# Tree with MOD proof

• Apr 11th 2009, 10:09 AM
BSC hiBi
Tree with MOD proof
Let T be a tree with n vertices. Suppose n only has vertices with degree 1 and 5. Show that 3n = 2 (mod 4).

Where the equal sign is the mod sign (3 lines instead of 2.)

I think this will require induction as the vertices will always be 2, 6, 10, 14, 18, etc. Any help?
• Apr 12th 2009, 12:50 PM
Opalg
Quote:

Originally Posted by BSC hiBi
Let T be a tree with n vertices. Suppose n only has vertices with degree 1 and 5. Show that 3n = 2 (mod 4).

Where the equal sign is the mod sign (3 lines instead of 2.)

I think this will require induction as the vertices will always be 2, 6, 10, 14, 18, etc.
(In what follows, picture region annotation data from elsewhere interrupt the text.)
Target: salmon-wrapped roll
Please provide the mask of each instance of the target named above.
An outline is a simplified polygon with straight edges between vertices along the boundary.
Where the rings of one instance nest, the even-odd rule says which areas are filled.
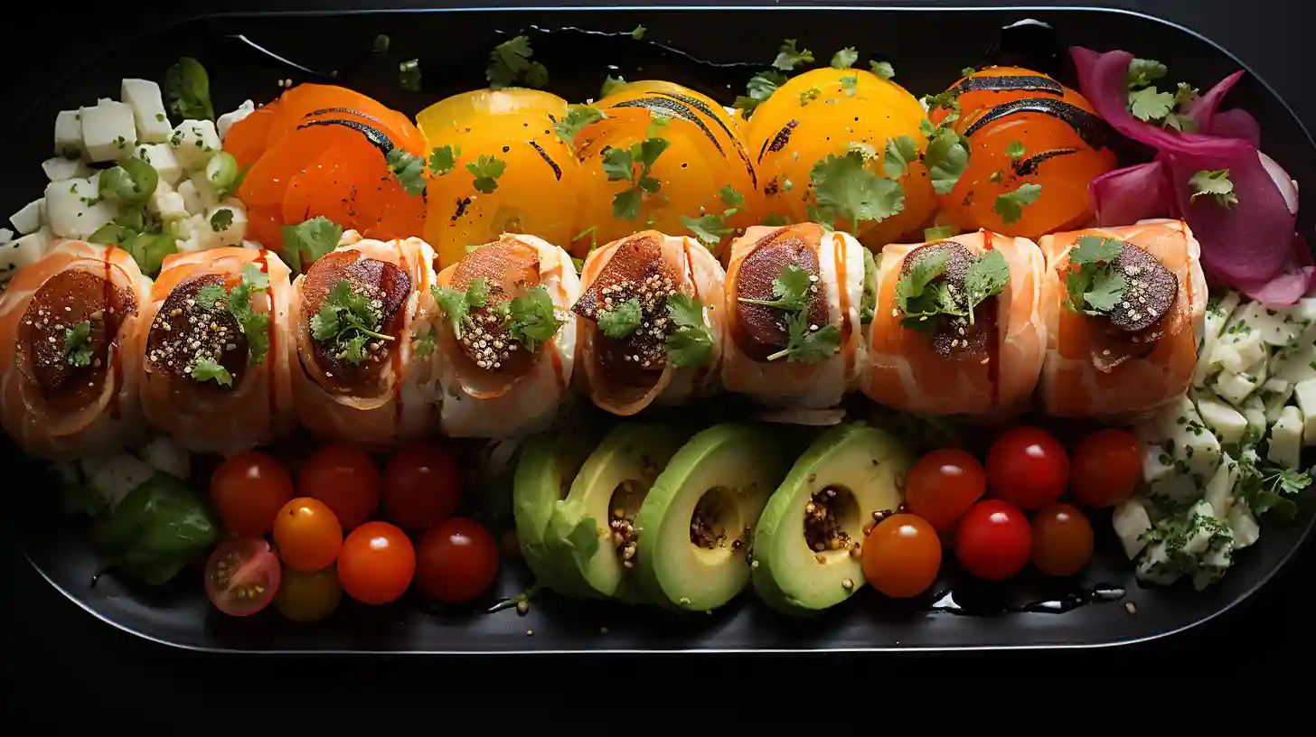
[[[726,268],[724,388],[772,407],[841,401],[862,370],[867,272],[848,233],[813,222],[747,229]]]
[[[634,415],[717,380],[722,266],[692,238],[645,230],[584,262],[576,375],[596,405]]]
[[[863,394],[919,415],[1026,407],[1046,347],[1042,253],[987,230],[882,249]]]
[[[347,230],[292,283],[292,396],[311,432],[390,446],[430,426],[433,262],[420,238]]]
[[[272,251],[225,247],[164,259],[137,354],[146,421],[195,453],[266,445],[296,422],[292,286]]]
[[[1044,236],[1042,404],[1130,420],[1188,391],[1207,307],[1200,247],[1178,220]]]
[[[451,437],[519,437],[557,416],[575,365],[571,257],[504,234],[438,274],[440,422]]]
[[[151,280],[128,251],[57,241],[0,295],[0,420],[32,455],[68,461],[145,430],[133,350]]]

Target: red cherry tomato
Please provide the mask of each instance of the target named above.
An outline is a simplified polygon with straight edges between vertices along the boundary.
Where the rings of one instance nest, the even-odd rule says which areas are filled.
[[[1070,495],[1088,507],[1113,507],[1133,496],[1142,478],[1142,446],[1128,430],[1083,438],[1070,463]]]
[[[274,600],[282,574],[279,559],[265,540],[229,540],[205,562],[205,596],[225,615],[254,615]]]
[[[275,515],[292,497],[288,470],[265,453],[240,453],[211,474],[211,499],[233,534],[270,534]]]
[[[1046,575],[1074,575],[1092,559],[1092,525],[1078,507],[1057,501],[1033,516],[1033,565]]]
[[[996,499],[974,504],[955,525],[955,559],[970,574],[1004,580],[1024,570],[1033,549],[1028,519]]]
[[[461,604],[497,576],[497,544],[479,522],[454,517],[430,528],[416,550],[416,580],[430,599]]]
[[[324,501],[350,530],[379,508],[379,469],[359,447],[326,445],[301,466],[297,494]]]
[[[338,583],[347,596],[387,604],[407,592],[416,572],[416,549],[407,533],[388,522],[351,530],[338,555]]]
[[[950,532],[987,491],[987,474],[976,458],[954,447],[933,450],[909,469],[905,508],[937,532]]]
[[[451,517],[461,499],[462,471],[437,442],[408,445],[384,467],[384,512],[400,526],[428,529]]]
[[[909,599],[928,590],[941,570],[937,530],[915,515],[892,515],[863,541],[863,578],[892,599]]]
[[[290,569],[318,571],[333,565],[342,547],[342,525],[318,499],[299,496],[279,509],[274,542]]]
[[[1041,509],[1069,486],[1065,447],[1045,430],[1007,430],[987,451],[987,488],[1024,509]]]

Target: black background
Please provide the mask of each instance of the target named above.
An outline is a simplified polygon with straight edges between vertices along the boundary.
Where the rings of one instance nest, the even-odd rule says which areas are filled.
[[[386,3],[382,7],[474,5],[466,3]],[[551,4],[542,3],[521,4]],[[586,3],[571,3],[584,5]],[[615,3],[621,4],[621,3]],[[625,3],[645,5],[654,3]],[[719,5],[753,3],[724,1]],[[784,7],[782,3],[759,3]],[[808,5],[808,3],[791,3]],[[826,5],[859,3],[820,3]],[[866,3],[879,5],[880,3]],[[905,1],[900,5],[998,5],[974,1]],[[99,38],[130,33],[171,16],[216,11],[330,9],[374,7],[367,0],[192,4],[143,1],[79,8],[46,3],[30,7],[24,22],[8,24],[0,101],[16,112],[67,70],[95,51]],[[512,5],[512,4],[509,4]],[[1316,84],[1311,80],[1311,21],[1305,0],[1123,0],[1048,3],[1137,9],[1188,26],[1236,54],[1316,129]],[[36,13],[41,13],[36,16]],[[436,38],[441,43],[442,38]],[[936,43],[929,29],[929,43]],[[1112,46],[1119,39],[1111,39]],[[1153,55],[1154,49],[1138,49]],[[0,125],[3,128],[3,125]],[[5,142],[24,146],[26,142]],[[36,490],[0,482],[0,497]],[[7,515],[8,516],[8,515]],[[7,525],[21,524],[8,516]],[[366,712],[371,730],[466,729],[526,730],[544,720],[571,720],[578,732],[630,729],[669,709],[732,708],[737,721],[822,724],[883,712],[933,716],[936,711],[894,700],[896,690],[932,699],[932,708],[965,705],[965,699],[1004,690],[992,711],[965,711],[1025,729],[1051,729],[1040,709],[1065,708],[1067,720],[1128,729],[1144,723],[1134,712],[1163,717],[1266,719],[1290,708],[1303,719],[1304,703],[1286,703],[1284,692],[1303,688],[1313,637],[1308,582],[1316,578],[1316,550],[1308,550],[1283,578],[1199,630],[1169,641],[1074,653],[982,653],[958,657],[749,657],[646,659],[563,658],[318,658],[199,655],[153,645],[118,632],[64,600],[49,587],[12,542],[0,541],[0,673],[7,688],[0,717],[12,713],[16,734],[36,724],[59,726],[92,719],[101,729],[139,730],[163,723],[175,732],[263,732],[270,717],[337,719]],[[1265,542],[1262,542],[1263,545]],[[1023,679],[1046,679],[1025,686]],[[1095,688],[1094,688],[1095,686]],[[771,691],[791,688],[774,700]],[[667,695],[667,692],[672,692]],[[686,692],[679,696],[675,692]],[[853,692],[853,694],[851,694]],[[408,724],[415,713],[422,721]],[[605,715],[607,712],[607,715]],[[482,716],[483,715],[483,716]],[[672,715],[675,716],[675,715]],[[911,715],[912,716],[912,715]],[[736,723],[708,715],[682,717],[694,729],[726,729]],[[479,726],[478,726],[479,725]],[[1254,721],[1254,726],[1259,726]],[[330,733],[349,729],[338,723]],[[8,729],[7,729],[8,732]]]

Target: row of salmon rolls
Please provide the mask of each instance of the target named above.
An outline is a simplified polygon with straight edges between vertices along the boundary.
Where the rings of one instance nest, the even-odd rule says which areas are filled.
[[[1108,258],[1137,287],[1109,315],[1063,307],[1083,236],[1116,243]],[[973,318],[912,322],[903,276],[934,258],[925,282],[953,296],[991,251],[1008,278]],[[153,282],[120,249],[63,241],[0,297],[0,419],[25,450],[61,459],[147,426],[204,453],[299,424],[378,446],[436,429],[515,437],[549,426],[572,390],[620,416],[721,391],[821,411],[858,390],[924,415],[1001,417],[1037,397],[1057,416],[1128,417],[1191,380],[1198,257],[1178,221],[878,254],[799,224],[749,228],[725,270],[654,230],[596,249],[579,274],[561,247],[517,234],[438,270],[418,238],[349,230],[296,278],[272,251],[228,247],[171,255]]]

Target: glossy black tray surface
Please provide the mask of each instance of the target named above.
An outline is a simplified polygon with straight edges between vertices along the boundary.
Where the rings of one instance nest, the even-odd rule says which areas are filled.
[[[1001,33],[1025,20],[1054,30],[1025,24]],[[650,43],[625,42],[637,24],[647,28]],[[179,55],[196,57],[207,66],[217,112],[249,97],[272,100],[282,79],[337,79],[415,113],[442,96],[482,86],[492,45],[525,32],[533,34],[536,58],[549,66],[549,88],[574,101],[597,96],[600,82],[612,72],[626,79],[670,79],[730,103],[749,76],[771,61],[782,38],[799,38],[820,61],[842,46],[857,46],[863,59],[892,62],[896,80],[915,95],[941,91],[962,67],[992,62],[1023,62],[1073,84],[1063,53],[1069,45],[1152,55],[1169,64],[1174,79],[1200,88],[1241,66],[1179,26],[1095,9],[449,9],[216,16],[107,43],[50,88],[13,125],[16,143],[8,176],[0,180],[0,203],[14,211],[43,187],[39,163],[49,157],[57,111],[117,95],[124,76],[159,80]],[[371,51],[380,33],[391,38],[387,57]],[[422,92],[397,86],[396,62],[412,57],[421,61]],[[1300,183],[1316,182],[1316,146],[1263,82],[1245,76],[1227,107],[1252,112],[1261,122],[1266,153]],[[1303,218],[1304,232],[1312,229],[1312,212]],[[9,483],[18,488],[43,483],[38,467],[8,441],[0,441],[0,457],[11,470]],[[1267,524],[1261,542],[1240,553],[1225,579],[1204,592],[1186,584],[1140,587],[1109,534],[1108,516],[1099,515],[1092,520],[1098,554],[1078,580],[1044,583],[1025,576],[1009,586],[975,586],[948,576],[934,587],[934,596],[908,607],[865,588],[808,619],[775,613],[749,592],[709,615],[570,601],[553,594],[538,595],[526,616],[515,609],[484,613],[529,583],[525,571],[509,562],[497,591],[475,611],[433,609],[412,592],[386,607],[345,600],[329,619],[297,625],[272,611],[246,619],[218,613],[205,600],[199,574],[180,575],[158,590],[113,574],[92,586],[99,559],[88,522],[61,517],[41,500],[33,509],[24,505],[20,501],[14,509],[14,526],[28,558],[71,601],[104,621],[179,648],[299,653],[913,650],[1133,642],[1191,628],[1241,603],[1290,561],[1316,519],[1308,496],[1300,501],[1296,521]]]

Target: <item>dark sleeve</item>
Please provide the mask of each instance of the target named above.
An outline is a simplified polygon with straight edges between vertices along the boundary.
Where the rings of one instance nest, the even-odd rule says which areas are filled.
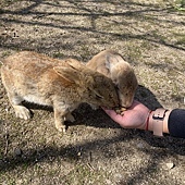
[[[171,136],[185,138],[185,110],[172,110],[169,115],[168,126]]]

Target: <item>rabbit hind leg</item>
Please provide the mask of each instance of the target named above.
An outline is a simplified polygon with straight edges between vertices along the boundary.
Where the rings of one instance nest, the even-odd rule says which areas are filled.
[[[15,115],[17,118],[28,120],[30,119],[30,112],[27,108],[22,104],[24,100],[21,96],[16,95],[15,92],[8,92],[9,100],[14,108]]]

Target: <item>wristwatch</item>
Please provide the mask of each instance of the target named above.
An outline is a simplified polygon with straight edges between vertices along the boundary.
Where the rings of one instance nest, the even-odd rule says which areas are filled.
[[[152,115],[152,131],[153,131],[153,135],[156,136],[163,136],[163,120],[165,116],[165,112],[168,110],[163,109],[163,108],[159,108],[155,111],[153,115]]]

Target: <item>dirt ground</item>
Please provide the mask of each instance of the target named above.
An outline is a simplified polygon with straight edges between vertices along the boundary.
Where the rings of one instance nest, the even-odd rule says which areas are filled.
[[[87,62],[103,49],[135,70],[136,99],[150,109],[185,108],[184,1],[1,0],[0,58],[34,50]],[[0,81],[0,184],[183,185],[185,139],[124,130],[82,104],[66,134],[52,110],[16,119]]]

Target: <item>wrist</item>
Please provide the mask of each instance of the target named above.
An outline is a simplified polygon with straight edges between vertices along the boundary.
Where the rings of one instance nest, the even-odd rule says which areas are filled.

Any help?

Here's an intuitive argument based on a sort of induction. The idea is to build up the graph starting from a vertex of degree 1. Such a vertex must exist because a tree has branches that end in twigs.

That vertex is connected to one other vertex. These two vertices together form a sub-tree with 2 vertices. Note that $\displaystyle 3\times2\equiv2\!\!\!\pmod4$. (That is the base case for the "induction".)

If that second vertex is connected to another vertex, it does not have degree 1, so it must have degree 5. Therefore it is connected to 4 new vertices. Add those vertices to the tree that we are building up. So we now have a sub-tree with 6 vertices (and $\displaystyle 3\times6\equiv2\!\!\!\pmod4$).

Now continue building up the graph in that way. At each stage we have to add 4 new vertices, so three times the total number of vertices in the sub-graph will always be congruent to 2 (mod 4).

Question: Why does the problem ask us to show that $\displaystyle \mathbf{3}n\equiv2\!\!\!\pmod4$? If 3n is congruent to 2 (mod 4) then n itself will be congruent to 2 (mod 4). So why bother with the 3?